News Release

James Goldgeier, Expert on Russia and NATO, Joins Brookings as Visiting Fellow

October 9, 1998

The Brookings Institution is pleased to announce that James Goldgeier, an expert on Russia and NATO, joins the Brookings Foreign Policy Studies program as a visiting fellow. At Brookings, Goldgeier will examine the decision to enlarge NATO, and the expansion’s implications. Based on dozens of interviews with key players, this study will provide the first detailed examination of the origins and development of this important foreign policy initiative and discuss the consequences for U.S. foreign policy, Europe, Russia, and NATO.

“Jim brings great academic credentials and analytic judgment to this examination of NATO expansion,” said Brookings President Michael H. Armacost. “His work will help us to understand recent policymaking in this area, and to glimpse the future of NATO as a force for stability on three continents.”

“Few decisions will prove as momentous as the one to enlarge NATO,” said Richard Haass, director of Foreign Policy Studies at Brookings. “James Goldgeier, an established authority on both Russia and Europe, will dissect what happened and why—and the likely consequences for the United States, Russia and NATO. This work is sure to have a major impact on our understanding of recent history.”

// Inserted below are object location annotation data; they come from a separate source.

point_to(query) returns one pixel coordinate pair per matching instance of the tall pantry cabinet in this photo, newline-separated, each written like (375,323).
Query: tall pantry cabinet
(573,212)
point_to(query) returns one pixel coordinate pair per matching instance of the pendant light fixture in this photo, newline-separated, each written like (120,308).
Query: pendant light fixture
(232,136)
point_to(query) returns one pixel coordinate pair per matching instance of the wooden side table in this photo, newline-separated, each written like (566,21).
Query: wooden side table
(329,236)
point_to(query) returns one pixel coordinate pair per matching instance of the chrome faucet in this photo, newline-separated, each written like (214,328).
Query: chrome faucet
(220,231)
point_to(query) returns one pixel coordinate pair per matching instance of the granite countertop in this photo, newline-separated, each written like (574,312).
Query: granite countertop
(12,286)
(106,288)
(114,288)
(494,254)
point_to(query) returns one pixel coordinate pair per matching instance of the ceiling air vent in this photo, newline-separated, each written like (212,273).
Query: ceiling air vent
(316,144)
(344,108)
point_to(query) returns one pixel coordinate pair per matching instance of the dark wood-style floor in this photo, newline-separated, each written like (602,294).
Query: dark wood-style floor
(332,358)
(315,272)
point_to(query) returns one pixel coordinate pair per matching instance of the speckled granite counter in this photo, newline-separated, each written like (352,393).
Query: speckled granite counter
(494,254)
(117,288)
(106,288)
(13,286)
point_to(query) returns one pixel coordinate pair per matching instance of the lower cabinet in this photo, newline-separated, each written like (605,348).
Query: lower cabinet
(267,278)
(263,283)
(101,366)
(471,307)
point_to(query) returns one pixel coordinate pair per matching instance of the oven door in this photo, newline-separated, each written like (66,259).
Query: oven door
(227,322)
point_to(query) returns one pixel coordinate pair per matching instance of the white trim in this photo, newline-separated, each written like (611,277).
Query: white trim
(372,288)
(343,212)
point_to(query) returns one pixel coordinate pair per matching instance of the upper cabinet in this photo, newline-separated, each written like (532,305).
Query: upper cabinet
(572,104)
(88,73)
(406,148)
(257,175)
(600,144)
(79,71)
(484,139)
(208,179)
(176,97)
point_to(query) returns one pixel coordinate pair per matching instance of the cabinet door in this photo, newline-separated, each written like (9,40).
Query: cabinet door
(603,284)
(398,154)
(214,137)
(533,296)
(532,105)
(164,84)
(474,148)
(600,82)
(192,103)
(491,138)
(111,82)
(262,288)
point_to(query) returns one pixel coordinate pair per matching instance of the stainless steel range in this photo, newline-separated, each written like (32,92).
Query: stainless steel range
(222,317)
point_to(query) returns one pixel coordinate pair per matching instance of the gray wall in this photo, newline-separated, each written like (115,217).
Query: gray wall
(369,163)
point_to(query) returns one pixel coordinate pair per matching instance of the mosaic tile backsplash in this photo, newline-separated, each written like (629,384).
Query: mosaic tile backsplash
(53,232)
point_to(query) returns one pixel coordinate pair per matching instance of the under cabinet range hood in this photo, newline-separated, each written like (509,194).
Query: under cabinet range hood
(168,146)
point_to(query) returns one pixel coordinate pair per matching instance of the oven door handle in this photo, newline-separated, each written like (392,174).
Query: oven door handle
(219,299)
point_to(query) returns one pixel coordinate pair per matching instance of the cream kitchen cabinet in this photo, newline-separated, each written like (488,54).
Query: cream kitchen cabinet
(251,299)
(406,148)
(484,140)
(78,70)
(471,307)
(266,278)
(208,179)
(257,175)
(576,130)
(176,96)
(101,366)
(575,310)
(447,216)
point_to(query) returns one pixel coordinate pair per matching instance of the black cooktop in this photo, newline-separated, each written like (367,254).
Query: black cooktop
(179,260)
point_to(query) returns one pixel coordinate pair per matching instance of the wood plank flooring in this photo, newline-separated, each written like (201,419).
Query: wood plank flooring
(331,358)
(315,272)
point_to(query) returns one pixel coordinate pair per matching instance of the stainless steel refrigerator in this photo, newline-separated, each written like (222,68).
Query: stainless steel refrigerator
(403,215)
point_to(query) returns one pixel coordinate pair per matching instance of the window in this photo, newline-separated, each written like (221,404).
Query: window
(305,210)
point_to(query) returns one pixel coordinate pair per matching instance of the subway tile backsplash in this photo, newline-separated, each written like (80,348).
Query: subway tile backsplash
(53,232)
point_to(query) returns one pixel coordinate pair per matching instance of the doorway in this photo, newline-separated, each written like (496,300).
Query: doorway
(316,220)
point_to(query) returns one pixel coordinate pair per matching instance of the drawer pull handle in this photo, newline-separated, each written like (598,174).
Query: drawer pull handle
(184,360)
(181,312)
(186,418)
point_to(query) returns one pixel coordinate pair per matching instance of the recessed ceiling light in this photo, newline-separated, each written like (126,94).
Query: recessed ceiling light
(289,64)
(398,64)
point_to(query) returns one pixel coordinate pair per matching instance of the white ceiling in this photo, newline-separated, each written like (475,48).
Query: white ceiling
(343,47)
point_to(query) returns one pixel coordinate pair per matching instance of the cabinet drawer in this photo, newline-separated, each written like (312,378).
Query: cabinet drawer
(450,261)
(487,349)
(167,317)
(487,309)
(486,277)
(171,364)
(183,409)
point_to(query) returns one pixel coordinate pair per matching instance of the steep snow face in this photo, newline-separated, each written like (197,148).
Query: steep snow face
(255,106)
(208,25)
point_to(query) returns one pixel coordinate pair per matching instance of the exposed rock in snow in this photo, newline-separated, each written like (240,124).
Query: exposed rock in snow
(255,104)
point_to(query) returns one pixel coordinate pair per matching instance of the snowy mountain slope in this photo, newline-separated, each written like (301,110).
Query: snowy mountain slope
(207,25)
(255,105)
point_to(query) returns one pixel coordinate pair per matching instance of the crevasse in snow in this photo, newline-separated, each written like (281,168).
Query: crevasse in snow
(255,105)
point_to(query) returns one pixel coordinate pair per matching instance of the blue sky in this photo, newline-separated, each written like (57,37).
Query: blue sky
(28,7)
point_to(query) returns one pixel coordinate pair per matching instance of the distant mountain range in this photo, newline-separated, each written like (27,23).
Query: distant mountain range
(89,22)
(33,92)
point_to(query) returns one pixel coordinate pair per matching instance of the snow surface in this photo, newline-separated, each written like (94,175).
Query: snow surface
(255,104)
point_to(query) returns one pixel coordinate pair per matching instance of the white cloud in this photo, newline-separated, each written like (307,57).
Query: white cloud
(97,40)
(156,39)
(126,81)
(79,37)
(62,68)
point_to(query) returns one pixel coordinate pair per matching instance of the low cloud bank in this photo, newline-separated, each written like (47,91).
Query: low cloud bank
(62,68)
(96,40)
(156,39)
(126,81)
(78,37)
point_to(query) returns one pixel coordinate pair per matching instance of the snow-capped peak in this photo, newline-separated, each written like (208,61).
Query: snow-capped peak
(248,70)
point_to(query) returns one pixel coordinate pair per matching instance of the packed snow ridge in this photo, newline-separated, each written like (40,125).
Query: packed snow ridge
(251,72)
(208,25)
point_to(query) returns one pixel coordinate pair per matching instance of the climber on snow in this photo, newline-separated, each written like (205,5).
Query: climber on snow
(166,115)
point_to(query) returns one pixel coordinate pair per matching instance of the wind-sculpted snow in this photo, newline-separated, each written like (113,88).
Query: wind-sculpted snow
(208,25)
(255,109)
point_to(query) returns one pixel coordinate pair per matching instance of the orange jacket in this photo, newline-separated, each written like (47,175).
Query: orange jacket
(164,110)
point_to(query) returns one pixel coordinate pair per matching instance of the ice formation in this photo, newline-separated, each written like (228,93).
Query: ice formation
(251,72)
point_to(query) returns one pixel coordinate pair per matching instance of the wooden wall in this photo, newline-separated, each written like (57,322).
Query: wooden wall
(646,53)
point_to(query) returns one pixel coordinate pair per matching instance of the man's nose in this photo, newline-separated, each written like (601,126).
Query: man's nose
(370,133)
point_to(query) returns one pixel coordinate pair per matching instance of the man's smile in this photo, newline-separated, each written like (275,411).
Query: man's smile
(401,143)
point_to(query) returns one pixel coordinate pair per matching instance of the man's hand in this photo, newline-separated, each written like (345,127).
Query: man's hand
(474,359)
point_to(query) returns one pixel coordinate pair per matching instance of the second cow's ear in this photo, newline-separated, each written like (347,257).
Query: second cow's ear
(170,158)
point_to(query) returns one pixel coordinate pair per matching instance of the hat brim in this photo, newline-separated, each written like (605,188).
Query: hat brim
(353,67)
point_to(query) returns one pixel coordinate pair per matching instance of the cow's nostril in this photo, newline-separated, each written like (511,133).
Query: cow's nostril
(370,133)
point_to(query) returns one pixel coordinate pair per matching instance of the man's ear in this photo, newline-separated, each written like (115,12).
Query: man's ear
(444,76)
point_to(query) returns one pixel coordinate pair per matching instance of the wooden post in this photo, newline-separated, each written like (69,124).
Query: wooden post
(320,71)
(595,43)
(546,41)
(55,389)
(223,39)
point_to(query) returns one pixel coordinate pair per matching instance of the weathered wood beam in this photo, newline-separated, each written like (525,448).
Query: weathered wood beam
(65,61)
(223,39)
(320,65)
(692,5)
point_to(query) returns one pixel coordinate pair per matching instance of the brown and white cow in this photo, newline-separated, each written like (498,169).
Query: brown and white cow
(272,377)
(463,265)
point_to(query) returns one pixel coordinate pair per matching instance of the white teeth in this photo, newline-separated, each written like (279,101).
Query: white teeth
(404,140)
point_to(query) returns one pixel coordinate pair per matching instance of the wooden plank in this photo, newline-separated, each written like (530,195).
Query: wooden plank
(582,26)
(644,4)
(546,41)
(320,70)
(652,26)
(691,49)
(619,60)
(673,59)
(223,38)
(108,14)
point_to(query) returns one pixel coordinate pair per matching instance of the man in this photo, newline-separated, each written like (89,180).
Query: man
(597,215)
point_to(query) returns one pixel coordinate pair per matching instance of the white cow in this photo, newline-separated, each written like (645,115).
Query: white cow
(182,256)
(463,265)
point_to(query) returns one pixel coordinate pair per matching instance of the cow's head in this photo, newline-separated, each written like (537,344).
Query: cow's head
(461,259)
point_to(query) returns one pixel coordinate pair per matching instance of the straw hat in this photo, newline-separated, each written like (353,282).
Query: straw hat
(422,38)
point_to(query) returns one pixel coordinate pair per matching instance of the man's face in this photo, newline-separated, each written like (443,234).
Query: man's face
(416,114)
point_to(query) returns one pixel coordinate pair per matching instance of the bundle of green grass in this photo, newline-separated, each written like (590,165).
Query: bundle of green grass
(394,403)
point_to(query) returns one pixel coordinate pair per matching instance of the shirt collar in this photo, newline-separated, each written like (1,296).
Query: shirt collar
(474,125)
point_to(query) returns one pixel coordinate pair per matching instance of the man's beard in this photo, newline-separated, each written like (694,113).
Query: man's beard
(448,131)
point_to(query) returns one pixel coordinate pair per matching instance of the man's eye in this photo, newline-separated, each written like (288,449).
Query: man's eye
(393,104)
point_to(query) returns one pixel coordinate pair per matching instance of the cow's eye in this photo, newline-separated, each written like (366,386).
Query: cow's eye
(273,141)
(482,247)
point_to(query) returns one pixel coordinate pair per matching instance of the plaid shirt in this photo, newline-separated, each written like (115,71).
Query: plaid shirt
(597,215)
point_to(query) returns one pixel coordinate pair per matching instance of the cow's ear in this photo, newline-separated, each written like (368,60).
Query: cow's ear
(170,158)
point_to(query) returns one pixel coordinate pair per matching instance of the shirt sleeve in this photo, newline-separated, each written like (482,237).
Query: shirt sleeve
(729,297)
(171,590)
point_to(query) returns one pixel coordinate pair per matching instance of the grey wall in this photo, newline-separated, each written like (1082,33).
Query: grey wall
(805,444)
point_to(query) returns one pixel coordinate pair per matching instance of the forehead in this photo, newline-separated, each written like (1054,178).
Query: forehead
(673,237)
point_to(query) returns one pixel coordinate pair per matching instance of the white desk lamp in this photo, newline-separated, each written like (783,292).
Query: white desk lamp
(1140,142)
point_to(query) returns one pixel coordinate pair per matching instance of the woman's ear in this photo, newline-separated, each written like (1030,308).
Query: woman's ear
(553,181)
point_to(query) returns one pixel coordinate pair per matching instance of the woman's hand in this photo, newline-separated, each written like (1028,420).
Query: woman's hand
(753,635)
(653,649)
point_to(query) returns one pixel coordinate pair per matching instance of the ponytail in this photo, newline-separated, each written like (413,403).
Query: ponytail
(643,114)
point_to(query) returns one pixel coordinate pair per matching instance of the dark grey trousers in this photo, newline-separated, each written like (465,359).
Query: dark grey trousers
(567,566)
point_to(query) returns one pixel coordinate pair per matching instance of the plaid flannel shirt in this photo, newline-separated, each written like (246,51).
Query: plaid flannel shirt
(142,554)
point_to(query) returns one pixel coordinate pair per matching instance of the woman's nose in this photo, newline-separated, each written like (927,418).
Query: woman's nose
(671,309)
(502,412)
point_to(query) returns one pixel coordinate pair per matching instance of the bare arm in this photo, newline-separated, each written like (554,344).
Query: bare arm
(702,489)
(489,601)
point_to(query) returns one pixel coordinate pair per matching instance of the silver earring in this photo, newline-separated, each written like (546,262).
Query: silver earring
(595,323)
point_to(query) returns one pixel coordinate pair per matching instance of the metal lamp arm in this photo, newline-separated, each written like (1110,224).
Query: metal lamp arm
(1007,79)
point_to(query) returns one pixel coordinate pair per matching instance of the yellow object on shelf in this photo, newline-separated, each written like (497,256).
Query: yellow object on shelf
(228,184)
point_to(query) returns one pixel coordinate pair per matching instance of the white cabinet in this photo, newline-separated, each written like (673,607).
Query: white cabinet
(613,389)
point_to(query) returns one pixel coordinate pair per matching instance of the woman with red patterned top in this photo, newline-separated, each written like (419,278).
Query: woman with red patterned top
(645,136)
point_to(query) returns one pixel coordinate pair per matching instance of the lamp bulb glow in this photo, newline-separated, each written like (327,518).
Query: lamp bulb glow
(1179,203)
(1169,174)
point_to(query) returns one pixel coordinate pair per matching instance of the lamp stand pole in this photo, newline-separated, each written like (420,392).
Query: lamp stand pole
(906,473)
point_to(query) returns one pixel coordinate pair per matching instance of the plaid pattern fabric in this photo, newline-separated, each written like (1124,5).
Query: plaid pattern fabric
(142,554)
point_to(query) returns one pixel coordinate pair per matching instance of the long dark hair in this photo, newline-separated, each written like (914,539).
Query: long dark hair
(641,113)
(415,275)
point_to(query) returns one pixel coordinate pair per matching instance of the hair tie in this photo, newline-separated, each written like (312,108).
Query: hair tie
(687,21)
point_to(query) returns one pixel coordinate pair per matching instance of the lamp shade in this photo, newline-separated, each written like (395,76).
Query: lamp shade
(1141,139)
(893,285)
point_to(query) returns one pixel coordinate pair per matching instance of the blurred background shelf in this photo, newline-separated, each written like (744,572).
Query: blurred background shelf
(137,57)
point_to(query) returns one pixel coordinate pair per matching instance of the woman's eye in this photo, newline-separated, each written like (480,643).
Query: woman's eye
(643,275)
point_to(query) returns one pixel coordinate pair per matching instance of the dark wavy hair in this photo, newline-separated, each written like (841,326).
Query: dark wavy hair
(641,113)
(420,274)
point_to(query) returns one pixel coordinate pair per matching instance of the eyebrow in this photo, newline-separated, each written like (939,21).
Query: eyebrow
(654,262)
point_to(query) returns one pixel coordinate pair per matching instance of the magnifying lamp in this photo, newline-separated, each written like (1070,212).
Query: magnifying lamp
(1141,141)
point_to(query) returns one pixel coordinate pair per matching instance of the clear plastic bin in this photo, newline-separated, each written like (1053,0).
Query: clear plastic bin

Goldgeier is on leave from his position as associate professor of political science at George Washington University. Formerly, Goldgeier was assistant professor of government at Cornell University, as well as visiting fellow at Stanford University’s Center for International Security and Arms Control. Goldgeier was recently a co-chair of the Term Member Advisory Committee, Council on Foreign Relations, and is a member of the Executive Committee at George Washington University’s Security Policy Studies Program.

Goldgeier’s publications include Leadership Style and Soviet Foreign Policy: Stalin, Khrushchev, Brezhnev, Gorbachev (1994), winner of the Edgar S. Furniss award for best book by a first-time author in the field of national and international security; “NATO Expansion: Anatomy of a Decision,” The Washington Quarterly (December 1997); “Psychology and Security,” Security Studies (Summer 1997); and “A Tale of Two Worlds: Core and Periphery in the Post-Cold War Era,” International Organization (co-authored with Michael McFaul, Spring 1992).

Goldgeier holds a Ph.D. and an M.A. from the University of California, Berkeley.